If you have been given the green light to start a Twitter account for your organization, it’s probable you are tracking your success based on how many followers you have. This is an understandable pattern of behavior. It’s hard to measure things like “share of voice” because you don’t really have any when you first start out. Number of followers is an easy-to-understand number, and if that number is increasing, you can present your program as being on the path to success.
Things can get depressing after a short while on Twitter, even if you are gaining a few new followers every day. You look at other accounts in your area, and they seem to be growing at an exponential rate. You look at their tweets and you don’t notice anything that makes them more interesting than you. “What am I doing wrong?” you may think.
A new infographic from Inc Magazine may shed some light on the situation.
There are two key points the infographic highlights. First, there are companies out there that specialize in selling fake followers to Twitter accounts. The infographic snidely notes that these companies tend to refer to themselves as marketing experts.
The other important thing to remember is that people (and bots) gravitate towards accounts that already have a lot of followers. This is one reason why the concept of purchasing followers can seem attractive. If you can just get over that hump, you’ll be able to grow your following organically in the future. It’s an easy trap to fall into. Avoid it.
Quality, Not Quantity
As a cause-based organization, the number of followers you have will not matter nearly as much as the quality of those followers. If you beef up your account with a lot of spam and bot accounts, do you think your fundraising will improve?
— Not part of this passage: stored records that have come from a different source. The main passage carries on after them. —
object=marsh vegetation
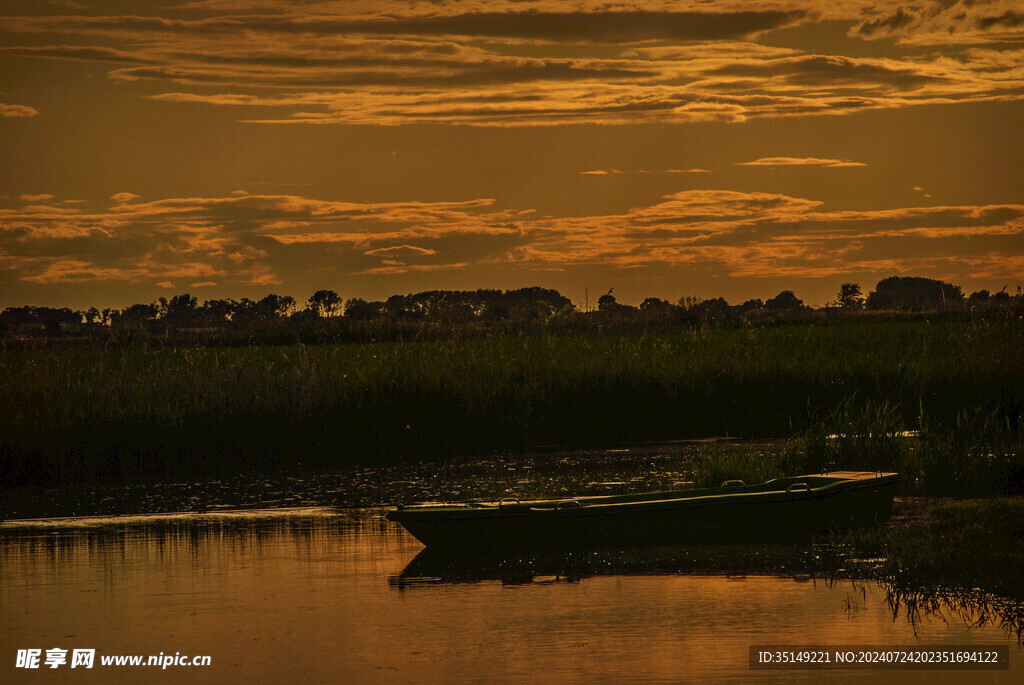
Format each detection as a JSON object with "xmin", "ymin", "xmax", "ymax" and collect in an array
[{"xmin": 2, "ymin": 318, "xmax": 1020, "ymax": 495}]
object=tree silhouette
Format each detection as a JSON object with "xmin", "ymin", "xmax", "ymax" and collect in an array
[
  {"xmin": 969, "ymin": 289, "xmax": 991, "ymax": 303},
  {"xmin": 257, "ymin": 294, "xmax": 296, "ymax": 319},
  {"xmin": 164, "ymin": 294, "xmax": 200, "ymax": 325},
  {"xmin": 837, "ymin": 283, "xmax": 865, "ymax": 309},
  {"xmin": 201, "ymin": 298, "xmax": 236, "ymax": 325},
  {"xmin": 765, "ymin": 290, "xmax": 803, "ymax": 310},
  {"xmin": 866, "ymin": 277, "xmax": 963, "ymax": 311},
  {"xmin": 597, "ymin": 292, "xmax": 617, "ymax": 311},
  {"xmin": 344, "ymin": 298, "xmax": 383, "ymax": 320},
  {"xmin": 740, "ymin": 298, "xmax": 764, "ymax": 311},
  {"xmin": 307, "ymin": 289, "xmax": 342, "ymax": 317}
]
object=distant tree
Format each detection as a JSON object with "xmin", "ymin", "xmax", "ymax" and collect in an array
[
  {"xmin": 639, "ymin": 298, "xmax": 677, "ymax": 318},
  {"xmin": 118, "ymin": 303, "xmax": 159, "ymax": 321},
  {"xmin": 597, "ymin": 291, "xmax": 618, "ymax": 311},
  {"xmin": 691, "ymin": 297, "xmax": 730, "ymax": 319},
  {"xmin": 307, "ymin": 289, "xmax": 342, "ymax": 317},
  {"xmin": 472, "ymin": 289, "xmax": 504, "ymax": 318},
  {"xmin": 481, "ymin": 299, "xmax": 510, "ymax": 321},
  {"xmin": 595, "ymin": 290, "xmax": 634, "ymax": 315},
  {"xmin": 383, "ymin": 294, "xmax": 420, "ymax": 321},
  {"xmin": 676, "ymin": 295, "xmax": 703, "ymax": 311},
  {"xmin": 164, "ymin": 294, "xmax": 200, "ymax": 325},
  {"xmin": 403, "ymin": 290, "xmax": 476, "ymax": 322},
  {"xmin": 83, "ymin": 307, "xmax": 101, "ymax": 324},
  {"xmin": 866, "ymin": 276, "xmax": 963, "ymax": 311},
  {"xmin": 764, "ymin": 290, "xmax": 804, "ymax": 310},
  {"xmin": 0, "ymin": 306, "xmax": 80, "ymax": 326},
  {"xmin": 503, "ymin": 286, "xmax": 573, "ymax": 319},
  {"xmin": 0, "ymin": 306, "xmax": 38, "ymax": 327},
  {"xmin": 201, "ymin": 298, "xmax": 236, "ymax": 325},
  {"xmin": 640, "ymin": 297, "xmax": 669, "ymax": 310},
  {"xmin": 968, "ymin": 289, "xmax": 991, "ymax": 303},
  {"xmin": 256, "ymin": 294, "xmax": 296, "ymax": 319},
  {"xmin": 837, "ymin": 283, "xmax": 865, "ymax": 310},
  {"xmin": 231, "ymin": 297, "xmax": 258, "ymax": 324},
  {"xmin": 740, "ymin": 298, "xmax": 764, "ymax": 311},
  {"xmin": 112, "ymin": 303, "xmax": 159, "ymax": 335},
  {"xmin": 344, "ymin": 298, "xmax": 383, "ymax": 320}
]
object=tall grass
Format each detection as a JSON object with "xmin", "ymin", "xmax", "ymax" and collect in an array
[
  {"xmin": 1, "ymin": 319, "xmax": 1021, "ymax": 487},
  {"xmin": 805, "ymin": 398, "xmax": 909, "ymax": 474},
  {"xmin": 913, "ymin": 408, "xmax": 1024, "ymax": 497}
]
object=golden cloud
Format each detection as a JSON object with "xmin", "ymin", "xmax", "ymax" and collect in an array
[
  {"xmin": 3, "ymin": 1, "xmax": 1022, "ymax": 128},
  {"xmin": 2, "ymin": 186, "xmax": 1021, "ymax": 289},
  {"xmin": 736, "ymin": 157, "xmax": 867, "ymax": 167}
]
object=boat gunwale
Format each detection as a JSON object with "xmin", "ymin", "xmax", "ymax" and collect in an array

Not a jot.
Even though the social media world is rife with shortcuts, the most effective path, as is so often the case in life and in business, is the one that takes the most time and effort. A shortcut, like buying followers, may seem like an easier path to success, but in fact, once your credibility is called into question in the online world, it can be very difficult to work yourself back into your real followers’ good graces.
Don’t worry about the numbers. Don’t be seduced by the idea that your account could have as many followers as this celebrity or that company. That is not what will help your organization in the end. It may seem counter-intuitive, but I promise, it’s the truth.
3 thoughts on “Think the number of Twitter followers matters? Think again.”
Couldn’t agree more – it has always been about the quality of your followers and the level of engagement you have with them. 100 engaged people will pass your message much further than 10,000 who do not give two hoots.